If you send one of these strings to a cc65 library function like cprintf, the characters get further mapped into screen codes, so that upper and lower case letters appear as they were written in the original string in the source code.
If you’re just using the standard library IO, this actually works pretty smoothly. My problem is that I’m using cc65 library functions like cputs and cprintf, but for my “console” – the part of the screen where commands and conversation text are displayed – I’m bypassing that system and writing characters directly to the screen.
When I initially wrote that, all the text strings I was writing were in lower case in the C source code, and showed up as all-caps on screen. Which worked okay, but as I was reacquainting myself with the code I decided it was ugly. And I decided I would fix it. And that was a terrible, terrible mistake.

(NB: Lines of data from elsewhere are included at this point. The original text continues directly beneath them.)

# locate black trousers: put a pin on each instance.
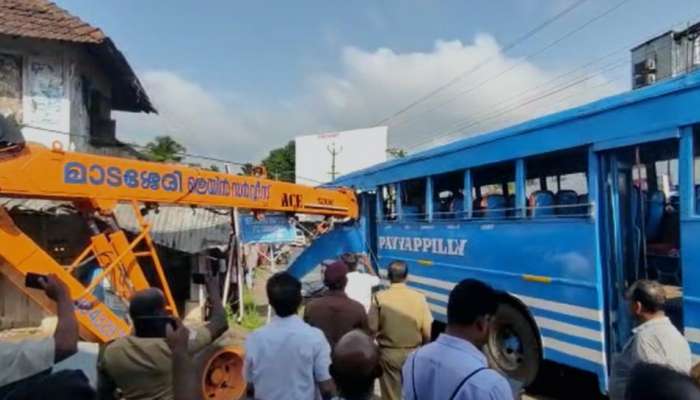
(62, 385)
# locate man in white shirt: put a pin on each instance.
(287, 358)
(453, 367)
(25, 367)
(360, 284)
(655, 340)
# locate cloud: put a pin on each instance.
(369, 86)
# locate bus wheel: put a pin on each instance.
(221, 371)
(513, 347)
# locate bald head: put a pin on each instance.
(397, 271)
(650, 295)
(355, 365)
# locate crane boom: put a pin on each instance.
(38, 172)
(95, 184)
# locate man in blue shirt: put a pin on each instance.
(453, 367)
(287, 359)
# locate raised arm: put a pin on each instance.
(217, 324)
(66, 335)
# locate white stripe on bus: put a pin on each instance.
(554, 344)
(591, 355)
(695, 358)
(692, 335)
(542, 322)
(561, 308)
(569, 329)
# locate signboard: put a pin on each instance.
(322, 158)
(271, 229)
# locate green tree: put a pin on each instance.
(165, 149)
(396, 152)
(280, 163)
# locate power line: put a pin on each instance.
(469, 71)
(466, 124)
(144, 147)
(528, 91)
(524, 60)
(570, 72)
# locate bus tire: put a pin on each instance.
(513, 346)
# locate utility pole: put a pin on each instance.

Unfortunately, I got it in my head that there had to be a solution to this mapping problem that would allow strings sent to the library functions to be written “correctly”, and allow strings that were blasted to the console to be written “correctly”, and allow strings that were written in the conversation scripting language to be written “correctly”, and that wouldn’t break things like C64 disk functions where I had to actually write out particular character sequences to the disk’s command channel.
I tried! Oh, I tried. I changed the character mapping settings inside cc65 to match the screen codes, and when that failed I mapped them to ASCII. I added a separate mapping function to the script compiler. I rearranged the custom character ROM so that the order of characters more closely matched traditional ASCII. And I broke the console display. I broke formatting of the cprintf output. I broke disk functions that were expecting particular character strings. I broke compilation by mapping characters to the same space PETSCII used to map the cursor keys.
I just… I don’t want to talk about it.
Then I reverted all that cruft, and fixed my console print routine so that it mapped characters from PETSCII to screen codes the same way that cc65’s IO routines did. Like I should have done in the first place.
Some days you can only write the right code after exhausting all the other options.